The level of trust we have with others and others have with us form the foundation of many relationships, both personal and professional.
Trust is one of those things that can take a lifetime to earn but can be lost in an instant. Reflect back on some of the relationships with others you no longer have — was trust one of the factors that affected the relationship?
Oftentimes, we are quick to judge someone based on what they say or do. Think of how we view politicians or a manager or boss — on most occasions, our perception of them is based on whether we think we can trust them or not.
It is safe to say we won’t have true, genuine relationships with others if the relationship is not built on trust. As leaders or entrepreneurs, the amount of trust others have in us greatly affects our ability to influence them, and it also affects the level of impact we can make.
Many years ago while I still had a corporate career, at one time, I was responsible for ensuring our site always had raw materials in stock.
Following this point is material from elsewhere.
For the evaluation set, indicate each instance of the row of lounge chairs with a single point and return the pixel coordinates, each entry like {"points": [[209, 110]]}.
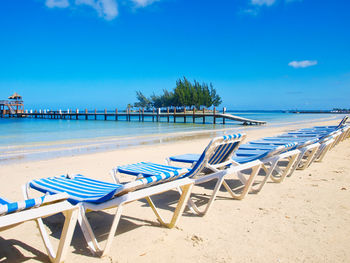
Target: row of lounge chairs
{"points": [[253, 164]]}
On one occasion, we were having quality issues with one of the raw materials that had a six-week lead time, which usually arrived by sea freight from overseas.
Due to those quality issues, the stock we had on hand could not be used. As we were running tight inventory levels, it resulted in us having no raw material we could use. To add to the issue, our next order was not due for at least another three weeks. Having to inform customers we could not supply for at least three weeks was not an option.
I did what I could do about the situation including informing all the affected stakeholders. This particular issue escalated up to the managing director of the company, and I was asked to attend a “please explain” emergency meeting. Even though, up till that point, we didn’t have any serious supply issues, how I ordered raw materials that had a long lead time was questioned. The management team decided to air freight the raw material in, which cost the company tens of thousands of dollars in freight cost.
At that time, I felt that the trust and confidence my stakeholders had in me to do a good job was lost, even though I had a lot of experience in the role. It took me a number of years to gain back that trust, and it was an experience that was not very pleasant.
Losing trust can be a painful thing. Based on my experiences, here are five ways to gain back trust that has been lost so that everyone involved can ultimately achieve what they want with a lot more ease, and without any unnecessary stress or tension.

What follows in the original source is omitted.